In light of this and given the increasing dependence of funds-of-hedge-funds (FOHFs) on market conditions, S&P Capital IQ Fund Research says it plans to pay more attention to their returns relative to comparable peers and less to performance versus absolute return targets.
“If we had continued to focus on performance versus absolute return targets, over 90% of the peer group would be ungradable,” explains Goldsmith.
Goldsmith adds that FOHFs have also struggled when securities markets are not fundamentally driven, such as during periods of liquidity withdrawal or when politics dominate, as they did last year. During 2011, FOHFs experienced a slightly bigger loss than equities (-5.7% on average versus the S&P Global 1200 return of -5.1%).
While the decision to adapt the analytical process to place more emphasis on comparative returns was simple to make, explains Goldsmith, the process of comparing FOHFs against others with a similar strategy is not straightforward due to the diversity within the sector as a whole and then even within broad strategy groupings.

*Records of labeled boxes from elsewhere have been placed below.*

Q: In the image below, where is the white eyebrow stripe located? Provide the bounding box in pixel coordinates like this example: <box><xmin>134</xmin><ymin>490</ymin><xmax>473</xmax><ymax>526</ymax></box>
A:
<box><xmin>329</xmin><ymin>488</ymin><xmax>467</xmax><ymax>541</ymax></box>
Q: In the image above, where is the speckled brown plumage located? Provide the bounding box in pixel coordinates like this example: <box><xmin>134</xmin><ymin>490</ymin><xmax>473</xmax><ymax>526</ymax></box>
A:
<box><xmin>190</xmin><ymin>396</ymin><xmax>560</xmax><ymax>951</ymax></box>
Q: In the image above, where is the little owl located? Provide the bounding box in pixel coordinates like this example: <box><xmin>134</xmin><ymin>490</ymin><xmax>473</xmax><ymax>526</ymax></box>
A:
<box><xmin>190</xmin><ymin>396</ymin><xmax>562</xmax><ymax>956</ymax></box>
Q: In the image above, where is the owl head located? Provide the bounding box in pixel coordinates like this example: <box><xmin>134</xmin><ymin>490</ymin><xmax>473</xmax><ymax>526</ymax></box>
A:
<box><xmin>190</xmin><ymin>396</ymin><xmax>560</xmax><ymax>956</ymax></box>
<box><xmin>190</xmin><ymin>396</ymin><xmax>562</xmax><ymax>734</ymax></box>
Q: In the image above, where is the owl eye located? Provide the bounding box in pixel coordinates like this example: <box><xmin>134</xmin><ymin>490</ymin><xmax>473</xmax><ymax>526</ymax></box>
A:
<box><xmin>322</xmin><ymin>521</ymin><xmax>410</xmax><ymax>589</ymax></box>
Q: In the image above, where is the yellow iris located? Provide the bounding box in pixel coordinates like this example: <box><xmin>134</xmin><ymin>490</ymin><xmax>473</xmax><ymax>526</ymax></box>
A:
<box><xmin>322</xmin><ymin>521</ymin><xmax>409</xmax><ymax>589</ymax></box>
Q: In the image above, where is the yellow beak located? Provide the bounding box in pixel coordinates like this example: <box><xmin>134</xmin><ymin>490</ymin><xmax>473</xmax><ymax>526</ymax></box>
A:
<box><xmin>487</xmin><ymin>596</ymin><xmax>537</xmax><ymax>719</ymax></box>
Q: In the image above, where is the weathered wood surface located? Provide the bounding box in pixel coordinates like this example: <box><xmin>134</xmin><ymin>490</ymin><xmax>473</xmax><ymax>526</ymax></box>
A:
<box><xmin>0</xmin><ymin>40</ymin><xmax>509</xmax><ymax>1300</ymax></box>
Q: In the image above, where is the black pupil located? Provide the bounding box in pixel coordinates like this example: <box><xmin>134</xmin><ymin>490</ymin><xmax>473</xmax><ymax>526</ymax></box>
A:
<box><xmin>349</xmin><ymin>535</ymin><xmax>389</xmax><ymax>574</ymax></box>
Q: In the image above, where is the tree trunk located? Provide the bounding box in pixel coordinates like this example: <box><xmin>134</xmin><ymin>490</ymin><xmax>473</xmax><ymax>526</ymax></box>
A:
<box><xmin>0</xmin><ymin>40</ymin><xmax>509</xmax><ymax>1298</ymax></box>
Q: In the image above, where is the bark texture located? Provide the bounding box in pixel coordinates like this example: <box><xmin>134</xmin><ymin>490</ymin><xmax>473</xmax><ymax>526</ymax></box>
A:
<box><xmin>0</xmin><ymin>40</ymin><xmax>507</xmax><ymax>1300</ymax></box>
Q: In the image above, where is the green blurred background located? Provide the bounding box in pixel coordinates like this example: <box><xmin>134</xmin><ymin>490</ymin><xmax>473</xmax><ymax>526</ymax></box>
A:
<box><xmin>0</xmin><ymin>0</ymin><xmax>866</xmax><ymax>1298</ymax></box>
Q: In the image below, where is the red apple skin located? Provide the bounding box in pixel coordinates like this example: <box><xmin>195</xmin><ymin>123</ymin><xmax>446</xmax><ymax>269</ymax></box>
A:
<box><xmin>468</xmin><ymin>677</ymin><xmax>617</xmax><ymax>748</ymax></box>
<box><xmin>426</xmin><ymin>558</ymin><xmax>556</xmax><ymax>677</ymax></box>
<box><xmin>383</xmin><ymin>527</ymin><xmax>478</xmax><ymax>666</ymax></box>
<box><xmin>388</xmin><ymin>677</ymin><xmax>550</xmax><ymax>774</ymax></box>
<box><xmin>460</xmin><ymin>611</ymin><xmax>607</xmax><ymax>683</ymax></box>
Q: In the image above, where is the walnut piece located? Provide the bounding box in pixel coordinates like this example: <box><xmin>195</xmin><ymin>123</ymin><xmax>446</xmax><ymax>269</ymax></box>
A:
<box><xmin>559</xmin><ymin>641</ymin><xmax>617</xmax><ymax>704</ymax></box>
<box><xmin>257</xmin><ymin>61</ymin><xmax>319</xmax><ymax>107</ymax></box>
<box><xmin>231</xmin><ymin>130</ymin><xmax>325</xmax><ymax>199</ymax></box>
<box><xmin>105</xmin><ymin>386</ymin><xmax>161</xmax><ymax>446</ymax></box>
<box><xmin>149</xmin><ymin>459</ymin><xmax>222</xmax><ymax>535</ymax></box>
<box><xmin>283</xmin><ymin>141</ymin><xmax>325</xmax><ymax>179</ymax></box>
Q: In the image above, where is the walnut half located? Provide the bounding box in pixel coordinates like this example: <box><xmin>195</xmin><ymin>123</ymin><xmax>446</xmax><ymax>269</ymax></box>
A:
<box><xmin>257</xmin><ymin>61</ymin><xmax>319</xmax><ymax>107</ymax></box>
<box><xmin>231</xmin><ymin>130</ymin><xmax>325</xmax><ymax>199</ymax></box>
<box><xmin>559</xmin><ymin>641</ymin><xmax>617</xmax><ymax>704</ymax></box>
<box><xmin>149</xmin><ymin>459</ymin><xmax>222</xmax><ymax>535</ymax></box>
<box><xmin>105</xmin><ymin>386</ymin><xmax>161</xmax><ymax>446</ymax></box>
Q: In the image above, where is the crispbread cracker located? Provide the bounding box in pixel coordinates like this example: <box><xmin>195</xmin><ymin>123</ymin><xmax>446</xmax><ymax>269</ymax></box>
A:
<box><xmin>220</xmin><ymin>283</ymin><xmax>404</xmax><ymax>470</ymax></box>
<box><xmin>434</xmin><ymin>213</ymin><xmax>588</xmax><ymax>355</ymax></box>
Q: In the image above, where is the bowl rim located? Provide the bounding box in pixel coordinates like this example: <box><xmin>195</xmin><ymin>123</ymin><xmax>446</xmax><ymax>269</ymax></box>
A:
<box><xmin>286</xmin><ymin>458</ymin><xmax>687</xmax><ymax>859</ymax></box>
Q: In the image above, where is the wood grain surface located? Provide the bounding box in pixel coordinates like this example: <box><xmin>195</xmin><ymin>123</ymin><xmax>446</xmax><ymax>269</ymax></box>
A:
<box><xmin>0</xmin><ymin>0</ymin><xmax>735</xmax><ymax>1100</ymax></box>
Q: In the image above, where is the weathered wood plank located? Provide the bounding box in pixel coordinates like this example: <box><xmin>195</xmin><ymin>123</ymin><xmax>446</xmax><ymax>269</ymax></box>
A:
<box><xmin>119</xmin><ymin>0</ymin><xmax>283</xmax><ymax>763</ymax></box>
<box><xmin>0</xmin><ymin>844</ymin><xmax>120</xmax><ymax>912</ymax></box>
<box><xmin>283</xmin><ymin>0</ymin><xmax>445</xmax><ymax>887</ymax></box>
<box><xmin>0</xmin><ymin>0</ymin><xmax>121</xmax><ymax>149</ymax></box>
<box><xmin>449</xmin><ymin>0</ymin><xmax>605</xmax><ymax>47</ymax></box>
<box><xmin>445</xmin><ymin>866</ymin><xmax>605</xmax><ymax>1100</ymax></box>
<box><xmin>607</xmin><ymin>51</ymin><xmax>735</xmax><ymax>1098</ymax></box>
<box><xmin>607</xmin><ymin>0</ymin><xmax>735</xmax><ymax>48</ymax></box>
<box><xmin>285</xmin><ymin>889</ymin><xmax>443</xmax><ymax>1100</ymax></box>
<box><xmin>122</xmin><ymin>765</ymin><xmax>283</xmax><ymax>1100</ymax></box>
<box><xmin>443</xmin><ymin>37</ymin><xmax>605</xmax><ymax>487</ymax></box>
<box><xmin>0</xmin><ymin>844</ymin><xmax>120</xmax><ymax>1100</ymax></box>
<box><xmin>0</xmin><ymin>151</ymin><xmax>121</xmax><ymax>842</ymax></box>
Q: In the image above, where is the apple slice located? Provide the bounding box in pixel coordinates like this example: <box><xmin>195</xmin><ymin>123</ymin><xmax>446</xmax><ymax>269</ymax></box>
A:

Goldsmith offers some examples to show how the analysts have been looking at the funds: “For multi-strategy funds, we separate out more aggressive funds such as Permal Investment Holdings and Thames River Warrior from lower volatility multi-strategy FOHFs such as Stenham Universal, HDF Multi-Strategies and the Absolute Fund. We also look at the performance of directional FOHFs against long-only equity indices. In addition, we break up funds of equity hedge funds into regional sub-groups.”